As international plaudits for Suu Kyi continued to mount, some in Myanmar saw growing signs that she was consolidating power and suppressing critics.


“Though they claim themselves as an icon of democracy, they want to centralize and control everything,” Kyaw Thu, who leads the prominent civil society group Paung-Ku, said of the elected government. He added, “Anyone not supporting their agenda is the enemy.”

“尽管他们声称自己是民主的象征,但他们想要集中和控制一切,”著名公民社会团体Paung-Ku的领导人觉杜(Kyaw Thu)在谈到该民选政府时说。他还说,“任何不支持他们的计划的人都是敌人。
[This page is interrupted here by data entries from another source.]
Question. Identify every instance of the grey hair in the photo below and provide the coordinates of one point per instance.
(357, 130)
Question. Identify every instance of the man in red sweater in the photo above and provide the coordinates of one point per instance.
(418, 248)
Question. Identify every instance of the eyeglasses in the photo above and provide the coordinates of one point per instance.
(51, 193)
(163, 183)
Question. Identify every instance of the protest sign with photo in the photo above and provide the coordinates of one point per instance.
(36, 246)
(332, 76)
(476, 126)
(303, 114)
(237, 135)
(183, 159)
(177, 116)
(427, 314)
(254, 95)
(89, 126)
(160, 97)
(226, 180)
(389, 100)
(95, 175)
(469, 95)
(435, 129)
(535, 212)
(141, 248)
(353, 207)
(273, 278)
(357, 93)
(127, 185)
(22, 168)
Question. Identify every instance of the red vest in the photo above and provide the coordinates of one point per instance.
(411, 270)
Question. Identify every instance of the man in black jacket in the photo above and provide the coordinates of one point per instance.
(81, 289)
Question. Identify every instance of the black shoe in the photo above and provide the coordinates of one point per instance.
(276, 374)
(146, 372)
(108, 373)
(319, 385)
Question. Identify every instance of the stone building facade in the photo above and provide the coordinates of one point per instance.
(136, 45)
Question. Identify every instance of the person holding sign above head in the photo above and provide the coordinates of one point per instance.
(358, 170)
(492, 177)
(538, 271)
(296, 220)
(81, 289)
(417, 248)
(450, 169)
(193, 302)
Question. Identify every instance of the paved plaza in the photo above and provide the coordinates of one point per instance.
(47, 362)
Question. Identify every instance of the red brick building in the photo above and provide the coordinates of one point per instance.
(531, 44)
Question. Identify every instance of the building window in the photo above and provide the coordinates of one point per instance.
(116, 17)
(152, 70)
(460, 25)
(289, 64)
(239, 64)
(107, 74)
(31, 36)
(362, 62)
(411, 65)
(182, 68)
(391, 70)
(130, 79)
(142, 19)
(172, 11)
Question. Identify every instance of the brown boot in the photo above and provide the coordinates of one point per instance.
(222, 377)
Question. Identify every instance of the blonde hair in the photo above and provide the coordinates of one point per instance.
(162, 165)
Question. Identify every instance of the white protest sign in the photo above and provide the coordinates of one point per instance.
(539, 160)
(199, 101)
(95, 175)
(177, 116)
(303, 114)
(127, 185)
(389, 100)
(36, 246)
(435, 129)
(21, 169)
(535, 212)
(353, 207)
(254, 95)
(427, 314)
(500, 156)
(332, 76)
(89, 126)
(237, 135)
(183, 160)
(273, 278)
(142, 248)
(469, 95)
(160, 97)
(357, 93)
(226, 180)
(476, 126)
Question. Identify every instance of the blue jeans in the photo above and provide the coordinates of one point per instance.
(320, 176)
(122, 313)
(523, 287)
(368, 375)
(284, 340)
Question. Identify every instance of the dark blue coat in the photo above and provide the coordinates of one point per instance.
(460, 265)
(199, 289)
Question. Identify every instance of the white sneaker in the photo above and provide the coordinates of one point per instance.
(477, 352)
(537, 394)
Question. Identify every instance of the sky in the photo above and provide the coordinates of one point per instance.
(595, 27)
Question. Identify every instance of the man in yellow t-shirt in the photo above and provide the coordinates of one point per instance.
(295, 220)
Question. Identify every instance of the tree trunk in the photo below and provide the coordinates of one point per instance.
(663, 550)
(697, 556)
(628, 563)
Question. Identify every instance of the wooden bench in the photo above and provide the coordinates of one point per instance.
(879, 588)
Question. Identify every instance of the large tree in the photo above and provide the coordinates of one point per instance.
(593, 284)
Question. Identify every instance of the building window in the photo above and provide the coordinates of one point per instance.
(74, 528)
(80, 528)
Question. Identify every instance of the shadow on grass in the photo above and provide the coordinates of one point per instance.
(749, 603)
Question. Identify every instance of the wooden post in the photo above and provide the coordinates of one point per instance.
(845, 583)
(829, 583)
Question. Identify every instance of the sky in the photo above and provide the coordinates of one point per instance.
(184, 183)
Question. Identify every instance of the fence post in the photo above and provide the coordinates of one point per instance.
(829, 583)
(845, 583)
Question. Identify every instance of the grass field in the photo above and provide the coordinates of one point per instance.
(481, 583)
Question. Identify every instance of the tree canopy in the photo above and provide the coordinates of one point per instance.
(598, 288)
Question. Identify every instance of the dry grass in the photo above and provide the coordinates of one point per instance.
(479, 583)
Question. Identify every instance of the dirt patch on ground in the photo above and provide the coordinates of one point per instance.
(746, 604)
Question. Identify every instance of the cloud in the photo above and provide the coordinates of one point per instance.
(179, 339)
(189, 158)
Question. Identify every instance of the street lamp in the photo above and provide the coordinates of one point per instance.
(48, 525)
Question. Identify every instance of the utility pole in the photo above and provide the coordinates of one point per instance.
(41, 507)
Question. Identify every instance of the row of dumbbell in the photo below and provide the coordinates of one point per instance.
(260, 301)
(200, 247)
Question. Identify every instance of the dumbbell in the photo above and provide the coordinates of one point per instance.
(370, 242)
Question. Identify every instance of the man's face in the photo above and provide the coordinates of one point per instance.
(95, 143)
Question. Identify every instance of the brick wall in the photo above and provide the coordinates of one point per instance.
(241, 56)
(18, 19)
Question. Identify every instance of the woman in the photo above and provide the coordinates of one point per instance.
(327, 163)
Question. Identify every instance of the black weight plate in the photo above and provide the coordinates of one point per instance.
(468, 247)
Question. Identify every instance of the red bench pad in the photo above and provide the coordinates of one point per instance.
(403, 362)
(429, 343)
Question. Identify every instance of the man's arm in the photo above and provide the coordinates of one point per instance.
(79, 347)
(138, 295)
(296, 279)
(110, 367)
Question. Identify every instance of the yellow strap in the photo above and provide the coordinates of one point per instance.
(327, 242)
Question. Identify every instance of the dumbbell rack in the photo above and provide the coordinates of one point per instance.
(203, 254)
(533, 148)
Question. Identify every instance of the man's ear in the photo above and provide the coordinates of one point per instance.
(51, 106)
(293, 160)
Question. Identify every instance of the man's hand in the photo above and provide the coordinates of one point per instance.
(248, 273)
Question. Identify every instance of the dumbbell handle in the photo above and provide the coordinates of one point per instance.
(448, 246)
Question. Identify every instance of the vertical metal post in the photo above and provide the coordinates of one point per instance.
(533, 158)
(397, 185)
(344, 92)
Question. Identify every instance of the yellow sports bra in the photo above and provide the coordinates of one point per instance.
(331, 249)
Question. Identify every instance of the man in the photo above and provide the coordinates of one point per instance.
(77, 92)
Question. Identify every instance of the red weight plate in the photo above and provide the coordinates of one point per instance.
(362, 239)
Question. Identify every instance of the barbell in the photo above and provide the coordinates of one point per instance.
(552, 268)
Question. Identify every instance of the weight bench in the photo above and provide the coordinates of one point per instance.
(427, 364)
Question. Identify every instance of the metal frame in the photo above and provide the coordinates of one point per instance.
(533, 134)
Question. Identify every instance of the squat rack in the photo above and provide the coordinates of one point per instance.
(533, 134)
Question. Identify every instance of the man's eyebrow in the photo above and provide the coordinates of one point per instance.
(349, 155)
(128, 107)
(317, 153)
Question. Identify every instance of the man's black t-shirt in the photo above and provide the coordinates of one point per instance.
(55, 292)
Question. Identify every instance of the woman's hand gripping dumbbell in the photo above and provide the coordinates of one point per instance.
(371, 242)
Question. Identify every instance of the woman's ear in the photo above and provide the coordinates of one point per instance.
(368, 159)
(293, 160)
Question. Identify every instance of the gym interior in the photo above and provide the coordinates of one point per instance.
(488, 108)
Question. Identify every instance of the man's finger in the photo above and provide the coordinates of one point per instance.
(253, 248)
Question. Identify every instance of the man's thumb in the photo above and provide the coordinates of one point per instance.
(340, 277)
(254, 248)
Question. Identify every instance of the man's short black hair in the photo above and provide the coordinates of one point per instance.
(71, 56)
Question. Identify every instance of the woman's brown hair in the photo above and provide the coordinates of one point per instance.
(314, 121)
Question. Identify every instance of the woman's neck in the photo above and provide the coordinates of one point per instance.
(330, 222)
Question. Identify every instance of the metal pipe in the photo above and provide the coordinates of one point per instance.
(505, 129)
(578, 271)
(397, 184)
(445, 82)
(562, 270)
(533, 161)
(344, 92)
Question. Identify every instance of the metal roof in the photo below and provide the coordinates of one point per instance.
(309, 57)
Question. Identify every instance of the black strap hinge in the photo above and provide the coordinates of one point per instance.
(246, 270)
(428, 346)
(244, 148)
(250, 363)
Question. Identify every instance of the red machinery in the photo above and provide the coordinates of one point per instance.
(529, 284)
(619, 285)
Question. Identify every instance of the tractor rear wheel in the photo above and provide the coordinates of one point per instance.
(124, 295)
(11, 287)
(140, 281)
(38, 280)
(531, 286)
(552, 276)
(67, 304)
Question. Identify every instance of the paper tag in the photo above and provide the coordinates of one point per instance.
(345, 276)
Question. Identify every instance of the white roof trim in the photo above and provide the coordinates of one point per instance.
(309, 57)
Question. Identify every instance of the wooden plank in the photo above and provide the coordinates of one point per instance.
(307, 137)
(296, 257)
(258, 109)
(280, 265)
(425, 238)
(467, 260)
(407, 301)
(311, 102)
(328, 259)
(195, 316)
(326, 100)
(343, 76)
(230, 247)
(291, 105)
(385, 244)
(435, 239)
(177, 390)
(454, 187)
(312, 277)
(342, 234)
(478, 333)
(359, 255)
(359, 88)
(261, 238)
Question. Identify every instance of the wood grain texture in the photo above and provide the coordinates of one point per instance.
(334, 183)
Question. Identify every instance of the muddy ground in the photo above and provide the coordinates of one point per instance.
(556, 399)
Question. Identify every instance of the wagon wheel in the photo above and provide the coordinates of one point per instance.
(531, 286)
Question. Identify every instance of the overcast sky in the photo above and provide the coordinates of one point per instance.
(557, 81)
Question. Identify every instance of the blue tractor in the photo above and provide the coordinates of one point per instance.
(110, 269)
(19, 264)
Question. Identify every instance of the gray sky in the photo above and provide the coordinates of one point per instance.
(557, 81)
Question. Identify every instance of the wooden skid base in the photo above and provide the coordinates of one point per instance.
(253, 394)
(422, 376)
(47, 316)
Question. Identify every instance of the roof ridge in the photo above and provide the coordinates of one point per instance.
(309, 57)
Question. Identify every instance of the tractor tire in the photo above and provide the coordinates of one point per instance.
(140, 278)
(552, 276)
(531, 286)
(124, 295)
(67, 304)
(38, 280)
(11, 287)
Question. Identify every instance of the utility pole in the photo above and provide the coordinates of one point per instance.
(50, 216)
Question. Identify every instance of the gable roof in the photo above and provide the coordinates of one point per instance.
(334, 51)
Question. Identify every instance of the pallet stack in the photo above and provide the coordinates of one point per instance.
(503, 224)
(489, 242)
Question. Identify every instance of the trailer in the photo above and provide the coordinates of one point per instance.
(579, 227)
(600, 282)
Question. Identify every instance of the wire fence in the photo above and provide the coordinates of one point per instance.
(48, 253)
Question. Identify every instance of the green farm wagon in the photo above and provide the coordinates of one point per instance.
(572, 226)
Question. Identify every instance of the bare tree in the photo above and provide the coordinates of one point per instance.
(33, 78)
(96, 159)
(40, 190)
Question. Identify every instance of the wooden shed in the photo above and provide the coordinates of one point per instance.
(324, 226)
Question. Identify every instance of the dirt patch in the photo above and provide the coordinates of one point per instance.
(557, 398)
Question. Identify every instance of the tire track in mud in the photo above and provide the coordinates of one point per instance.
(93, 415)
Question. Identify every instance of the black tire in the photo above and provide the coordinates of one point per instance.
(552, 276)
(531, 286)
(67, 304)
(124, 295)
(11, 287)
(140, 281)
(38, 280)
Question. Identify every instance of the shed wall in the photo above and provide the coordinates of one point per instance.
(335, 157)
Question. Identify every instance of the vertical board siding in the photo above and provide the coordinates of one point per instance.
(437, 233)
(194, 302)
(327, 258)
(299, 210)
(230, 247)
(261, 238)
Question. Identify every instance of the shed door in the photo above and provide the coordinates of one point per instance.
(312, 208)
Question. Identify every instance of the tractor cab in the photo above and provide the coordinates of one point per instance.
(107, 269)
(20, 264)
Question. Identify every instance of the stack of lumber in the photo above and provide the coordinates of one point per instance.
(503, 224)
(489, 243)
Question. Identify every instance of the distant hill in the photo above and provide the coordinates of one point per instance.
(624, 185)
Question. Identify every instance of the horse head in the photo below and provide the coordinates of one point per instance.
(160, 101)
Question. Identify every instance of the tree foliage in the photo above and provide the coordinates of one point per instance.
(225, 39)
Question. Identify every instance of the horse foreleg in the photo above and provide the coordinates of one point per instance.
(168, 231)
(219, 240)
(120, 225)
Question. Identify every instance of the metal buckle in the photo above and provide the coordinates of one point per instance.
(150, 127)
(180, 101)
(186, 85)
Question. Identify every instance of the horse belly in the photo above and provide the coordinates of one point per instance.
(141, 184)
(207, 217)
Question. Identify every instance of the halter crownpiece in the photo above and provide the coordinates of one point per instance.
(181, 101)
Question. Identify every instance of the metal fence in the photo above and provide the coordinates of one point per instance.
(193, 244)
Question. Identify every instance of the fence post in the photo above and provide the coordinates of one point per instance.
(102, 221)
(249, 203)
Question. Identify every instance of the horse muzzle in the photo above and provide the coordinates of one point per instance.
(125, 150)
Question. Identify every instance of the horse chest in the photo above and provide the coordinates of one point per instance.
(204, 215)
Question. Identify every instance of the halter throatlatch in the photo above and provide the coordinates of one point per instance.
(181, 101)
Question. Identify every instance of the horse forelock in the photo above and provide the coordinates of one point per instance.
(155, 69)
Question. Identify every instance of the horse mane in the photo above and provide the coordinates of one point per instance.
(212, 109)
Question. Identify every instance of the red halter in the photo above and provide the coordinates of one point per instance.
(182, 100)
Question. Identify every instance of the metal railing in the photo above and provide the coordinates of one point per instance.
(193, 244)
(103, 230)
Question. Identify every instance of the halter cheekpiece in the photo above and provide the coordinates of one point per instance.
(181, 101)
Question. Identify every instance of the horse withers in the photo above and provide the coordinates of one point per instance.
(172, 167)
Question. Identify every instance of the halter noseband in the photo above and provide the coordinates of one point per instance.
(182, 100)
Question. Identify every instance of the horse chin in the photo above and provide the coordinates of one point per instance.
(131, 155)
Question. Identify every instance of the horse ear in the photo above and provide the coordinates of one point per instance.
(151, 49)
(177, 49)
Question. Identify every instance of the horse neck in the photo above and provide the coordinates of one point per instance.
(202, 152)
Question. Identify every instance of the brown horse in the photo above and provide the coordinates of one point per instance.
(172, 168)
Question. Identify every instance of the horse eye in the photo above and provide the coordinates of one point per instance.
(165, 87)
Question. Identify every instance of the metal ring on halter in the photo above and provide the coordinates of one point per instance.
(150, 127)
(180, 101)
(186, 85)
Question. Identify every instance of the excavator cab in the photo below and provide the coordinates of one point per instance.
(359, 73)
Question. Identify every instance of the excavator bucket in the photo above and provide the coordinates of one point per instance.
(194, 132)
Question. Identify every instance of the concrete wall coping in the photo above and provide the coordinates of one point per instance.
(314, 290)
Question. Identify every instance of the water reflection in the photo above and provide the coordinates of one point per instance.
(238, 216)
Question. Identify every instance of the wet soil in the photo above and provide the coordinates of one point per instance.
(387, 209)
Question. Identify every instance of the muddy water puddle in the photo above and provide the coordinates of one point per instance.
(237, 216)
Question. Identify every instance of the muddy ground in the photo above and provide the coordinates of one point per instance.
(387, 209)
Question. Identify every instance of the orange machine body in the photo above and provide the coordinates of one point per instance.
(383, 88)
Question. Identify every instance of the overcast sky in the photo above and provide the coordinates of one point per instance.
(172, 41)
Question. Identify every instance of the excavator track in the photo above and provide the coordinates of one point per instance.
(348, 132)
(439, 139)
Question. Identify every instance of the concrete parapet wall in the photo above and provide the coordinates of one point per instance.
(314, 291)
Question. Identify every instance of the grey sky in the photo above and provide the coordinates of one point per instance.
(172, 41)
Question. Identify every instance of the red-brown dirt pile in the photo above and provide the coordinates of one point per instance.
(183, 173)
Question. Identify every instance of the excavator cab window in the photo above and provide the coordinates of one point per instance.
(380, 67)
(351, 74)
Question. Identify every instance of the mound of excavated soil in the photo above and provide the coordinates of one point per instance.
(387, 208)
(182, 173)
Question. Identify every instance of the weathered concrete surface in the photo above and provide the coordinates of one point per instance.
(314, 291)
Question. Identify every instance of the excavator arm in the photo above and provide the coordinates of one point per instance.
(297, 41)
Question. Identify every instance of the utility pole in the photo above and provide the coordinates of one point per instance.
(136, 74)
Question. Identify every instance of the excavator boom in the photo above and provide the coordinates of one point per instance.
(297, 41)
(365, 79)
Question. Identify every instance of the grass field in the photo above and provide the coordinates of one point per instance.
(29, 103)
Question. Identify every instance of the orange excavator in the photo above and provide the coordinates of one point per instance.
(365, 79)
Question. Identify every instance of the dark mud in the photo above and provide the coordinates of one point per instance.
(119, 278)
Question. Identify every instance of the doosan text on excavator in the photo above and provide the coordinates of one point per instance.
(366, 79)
”

Though senior policymakers seem confident in their habits, younger voices are beginning to question whether the international community, after so many such disappointments, might have something to learn.


“This pattern is far too frequent to be ignored,” Tim Hirschel-Burns, a Peace Corps officer in Benin, wrote on his personal blog.

“这种模式出现得太频繁了,不容忽视,”贝宁的和平队(Peace Corps)官员蒂姆·赫舍尔-伯恩斯(Tim Hirschel-Burns)在自己的个人博客上写道。

Perhaps the underlying model, of reforming a troubled country by installing a promising leader, might have the problem backward, he argued. Perhaps change needs to come bottom-up, even if this is harder and messier and takes longer.


“People in these countries, just as we are, are largely products of their environments,” he wrote.


Treating Suu Kyi as somehow above Myanmar’s problems allowed the world to see only her “moral righteousness and bravery rather than the political force she represented,” he added.


“People want democracy in the sense of being rid of dictatorship and having a leader that’s popularly elected,” said Thant Myint-U, a historian and former United Nations official. “But that’s very different from accepting the whole panoply of liberal values, especially when it comes to issues of race, ethnicity or gender equality.”

“人们所希望的民主是摆脱独裁统治,有一个民选领导人,”史学家、前联合国官员丹敏(Thant Myint-U)说。“但这与接受自由主义价值观的全部理念非常不同,尤其是在涉及种族、民族或性别平等的问题上。”

It is worth asking how much of the Western anger now directed at Suu Kyi, including calls to revoke her Nobel Prize, is partly buyers’ remorse from supporters who regret their own role in transforming her into such a powerful symbol.

值得思考的是,现在西方对昂山素季的愤怒,包括取消她的诺贝尔奖(Nobel Prize)的呼声,有多少是来自懊悔的支持者,他们曾经出力将她变成如此强大的象征,现在则追悔莫及。

Andrew Selth, a professor at the Griffith Asia Institute, wrote in a recent article, “If Suu Kyi had so far to fall, it is because the international community raised her so high.”

前不久,格里菲斯亚洲研究所(Griffith Asia Institute)的教授安德鲁·塞尔思(Andrew Selth)在一篇文章中写道,“如果昂山素季现在倒台,那是因为国际社会把她捧得太高了。”